いつか家のために結婚をして、その相手と――。
これまでの返せないくらいの大恩を、こうして少しでも返すのだと。
「……貴族令嬢って、大変だったんだ」
そんなことを思っていると――。
コンコン、というノックの音とルナバルトが、そこに居た。
「すまない。覗き見るつもりはなかったんだが……開いていたものでね」
私のキャミソール姿を見て、照れたような顔をしている。
「どうせもう、私はあなたのものです。好きに見ればいいじゃないですか」
尖った言い方をしてやった。
そのくらいしかもう、攻撃手段がないから。
殺すなんて……現実的ではないと、ちゃんと理解している。
「アドレーお義父様にもきちんと約束をしてきた。
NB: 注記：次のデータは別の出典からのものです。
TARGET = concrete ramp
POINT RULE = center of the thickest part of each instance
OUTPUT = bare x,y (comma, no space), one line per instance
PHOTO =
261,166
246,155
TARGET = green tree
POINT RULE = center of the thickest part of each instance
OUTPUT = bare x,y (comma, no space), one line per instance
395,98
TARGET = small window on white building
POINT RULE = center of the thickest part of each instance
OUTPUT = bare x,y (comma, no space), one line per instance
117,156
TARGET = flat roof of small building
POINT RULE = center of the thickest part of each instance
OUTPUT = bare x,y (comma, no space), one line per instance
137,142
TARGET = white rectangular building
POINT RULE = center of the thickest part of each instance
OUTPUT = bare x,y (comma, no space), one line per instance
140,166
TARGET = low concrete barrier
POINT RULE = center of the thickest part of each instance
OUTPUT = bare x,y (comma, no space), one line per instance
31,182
ルネ嬢にもね。君の許可がなければ、指一本触れたりしないと。だからそんなに怯えないでくれ」
「誰が怯えているですって!」
ふざけたことを言う。
「君だ。負け戦に身を投じる、命を諦めた者のような顔つきじゃないか」
「…………言い得て妙ですね。その通りかもしれません」
怯えてはいないけど、諦めは合っている。
「君は、敵を懐に入れたと思っているんだろう? ――違う。俺は君の味方なんだ。それを信じてもらうために、一緒に寝たいと言った」
「寝たいから言ったの間違いではなくて? というか、いつまでそこに立っているおつもりですか」
背の高い彼を見上げて話すのも、疲れる。
「……隣に座っても?」
「いいですよ。そのつもりで……というか、隣に寝るために来たのでしょう?」
「許可があればね」
そう言って小首を傾げる仕草まで、色男なのが余計に腹立たしい。
「なら、私がずっとそこに立っていろと言ったら、そうするおつもりですか?」
「毎晩は辛いかな」
ああ言えばこう言う。
悔しいけれど、とことんいじめ抜いてやろうという気概でもない限り、私では彼に勝てないだろう。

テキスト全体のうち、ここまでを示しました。